Last week’s vote by the Boston City Council revealed a disturbing lack of judgment on the part of three city councillors who voted “present” rather than support a resolution supporting the 60th anniversary of Brown v. the Board of Education. The landmark 1954 Supreme Court decision offered a new interpretation of the 14th Amendment’s equal protection clause, paving the way for long-denied justice to black Americans and minority groups across the board. Most notably, it ruled that the separate and unequal treatment of any Americans in public schools was unconstitutional.

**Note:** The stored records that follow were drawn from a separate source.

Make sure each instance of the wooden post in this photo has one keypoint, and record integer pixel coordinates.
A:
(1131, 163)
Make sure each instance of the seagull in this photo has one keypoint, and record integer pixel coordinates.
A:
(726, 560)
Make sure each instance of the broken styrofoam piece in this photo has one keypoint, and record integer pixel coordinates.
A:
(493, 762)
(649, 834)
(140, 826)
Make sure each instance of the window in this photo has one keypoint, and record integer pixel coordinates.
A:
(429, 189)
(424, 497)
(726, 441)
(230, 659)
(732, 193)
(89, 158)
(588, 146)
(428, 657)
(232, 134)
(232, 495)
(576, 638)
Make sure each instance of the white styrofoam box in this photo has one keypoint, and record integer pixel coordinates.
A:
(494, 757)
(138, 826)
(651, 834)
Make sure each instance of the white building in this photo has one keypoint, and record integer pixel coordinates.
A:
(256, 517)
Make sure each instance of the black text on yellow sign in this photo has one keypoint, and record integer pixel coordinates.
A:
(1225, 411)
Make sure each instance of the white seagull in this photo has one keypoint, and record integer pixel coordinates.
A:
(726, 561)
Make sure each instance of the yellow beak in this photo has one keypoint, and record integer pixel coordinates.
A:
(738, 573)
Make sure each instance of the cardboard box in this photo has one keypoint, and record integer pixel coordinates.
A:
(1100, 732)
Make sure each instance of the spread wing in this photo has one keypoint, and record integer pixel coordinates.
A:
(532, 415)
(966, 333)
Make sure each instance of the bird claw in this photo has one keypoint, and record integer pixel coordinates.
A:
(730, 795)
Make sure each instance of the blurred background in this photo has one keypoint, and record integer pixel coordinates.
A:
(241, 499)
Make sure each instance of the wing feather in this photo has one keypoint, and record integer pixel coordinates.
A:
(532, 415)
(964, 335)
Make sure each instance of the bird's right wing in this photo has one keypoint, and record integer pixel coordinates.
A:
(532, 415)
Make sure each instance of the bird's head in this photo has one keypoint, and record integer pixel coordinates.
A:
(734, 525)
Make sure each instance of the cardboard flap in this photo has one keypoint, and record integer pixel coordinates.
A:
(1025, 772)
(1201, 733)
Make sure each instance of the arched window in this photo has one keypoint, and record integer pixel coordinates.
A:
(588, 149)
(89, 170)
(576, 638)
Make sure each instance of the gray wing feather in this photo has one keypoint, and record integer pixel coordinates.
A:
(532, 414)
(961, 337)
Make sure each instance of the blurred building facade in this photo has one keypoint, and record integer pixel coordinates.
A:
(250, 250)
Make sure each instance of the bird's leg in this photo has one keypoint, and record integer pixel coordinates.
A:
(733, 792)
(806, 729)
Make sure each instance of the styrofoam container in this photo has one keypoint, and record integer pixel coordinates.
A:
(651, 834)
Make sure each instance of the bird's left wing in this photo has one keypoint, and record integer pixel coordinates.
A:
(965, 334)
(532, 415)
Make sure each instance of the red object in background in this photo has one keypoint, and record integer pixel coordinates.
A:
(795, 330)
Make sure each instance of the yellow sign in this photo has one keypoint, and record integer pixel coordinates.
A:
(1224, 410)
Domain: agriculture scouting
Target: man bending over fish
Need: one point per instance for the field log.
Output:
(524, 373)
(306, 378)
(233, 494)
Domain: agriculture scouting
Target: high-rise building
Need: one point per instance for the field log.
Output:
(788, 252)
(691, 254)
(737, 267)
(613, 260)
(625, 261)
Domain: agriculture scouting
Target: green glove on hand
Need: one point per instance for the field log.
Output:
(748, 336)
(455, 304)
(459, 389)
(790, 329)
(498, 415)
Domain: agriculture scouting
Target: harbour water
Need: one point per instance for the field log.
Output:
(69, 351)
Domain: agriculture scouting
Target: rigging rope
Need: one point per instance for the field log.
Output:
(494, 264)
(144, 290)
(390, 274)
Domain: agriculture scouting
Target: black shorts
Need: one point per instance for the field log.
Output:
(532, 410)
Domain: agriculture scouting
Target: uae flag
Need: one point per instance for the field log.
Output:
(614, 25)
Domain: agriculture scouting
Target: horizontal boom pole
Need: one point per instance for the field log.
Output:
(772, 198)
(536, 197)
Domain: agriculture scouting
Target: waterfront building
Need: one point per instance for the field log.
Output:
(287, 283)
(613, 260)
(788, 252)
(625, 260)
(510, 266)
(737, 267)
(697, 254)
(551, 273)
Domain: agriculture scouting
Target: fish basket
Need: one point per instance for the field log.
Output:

In explaining their lack of support for this resolution, two of the councillors— Stephen Murphy and Sal LaMattina— dug a deeper hole for themselves. Each claimed his vote was not directed at the Supreme Court ruling, but rather at “its implementation.” Boston Magazine quoted Murphy as saying, “No one opposes Brown v. Board of Education, but the implementation here in Boston was forced busing. That’s what I was voting against.”
But there was no mention of “busing”— or Boston’s failure to come up with its own desegregation plan— anywhere in the council resolution, which was offered by Dorchester Councillors Ayanna Pressley and Charles Yancey. The measure passed by a margin of 10-3. The language of the resolution dealt exclusively with the 1954 decision and resolved that the 2014 Boston City Council “recommits to upholding the philosophical goals” of the anti-segregation ruling. If no one “opposes Brown v. Board of Education”— as Councillor Murphy suggests, why then would he or his two colleagues stand against it?
There is an insidious strain of revisionist history and misdirection inherent in their “present” votes. First, in drawing a direct line between Brown v. Board of Education and Boston’s 1974 busing crisis, the councillors conveniently skip over the villainous behavior of their predecessors in city government — and the electorate that enabled them— in bringing about the federal takeover of Boston’s schools in the 1970s.
In the 20-year interval between the groundbreaking court decision and the takeover, Boston’s leaders deliberately ignored a cascade of state and federal laws aimed at desegregating schools. It was the state’s Racial Imbalance Act of 1965 —and not the ruling of a federal bench some ten years earlier—that was so blatantly flouted by the Boston School Committee and their allies.
Boston’s busing crisis was the result of a failure of leadership at the local level. Moderate political voices— men like Dorchester’s Arthur Gartland and West Roxbury’s Jim Hennigan (whose name, ironically, bears the name of the suit that led to the federal takeover) warned about the consequences of not desegregating our schools on our own watch. It was the ticket-topping political leaders of the time, including Louise Day Hicks and John Kerrigan, who refused to obey the laws of the land and hoped —as enemies of Obamacare do today— that the law would be overturned or otherwise go away.
The failure of Boston’s political leaders to design and implement a desegregation plan in the 1960s and early 1970s was the single worst failure of leadership in the history of Boston, and it resulted in a catastrophic disruption of our neighborhoods. That wasn't the doing of Thurgood Marshall and the Supreme Court. Ultimately, it wasn’t even the fault of Judge W. Arthur Garrity. This one was on the majority-white electorate and the leaders of the era who willfully marched the city off the cliff and then blamed others for the chaos that followed.
The apologists of the anti-busing crowd would like to muddy that reality by conflating Brown v. Board of Education and Boston’s homegrown crisis of 1974-75. They do a disservice to history — and to our city’s national reputation— in perpetuating such mythology.
We hope these three councilors will seek to amend their vote and affirm what every reasonable American should support with a firm and full-throat: That striking down the abhorrent Jim Crow-era “separate but equal” laws was a great advance for our nation.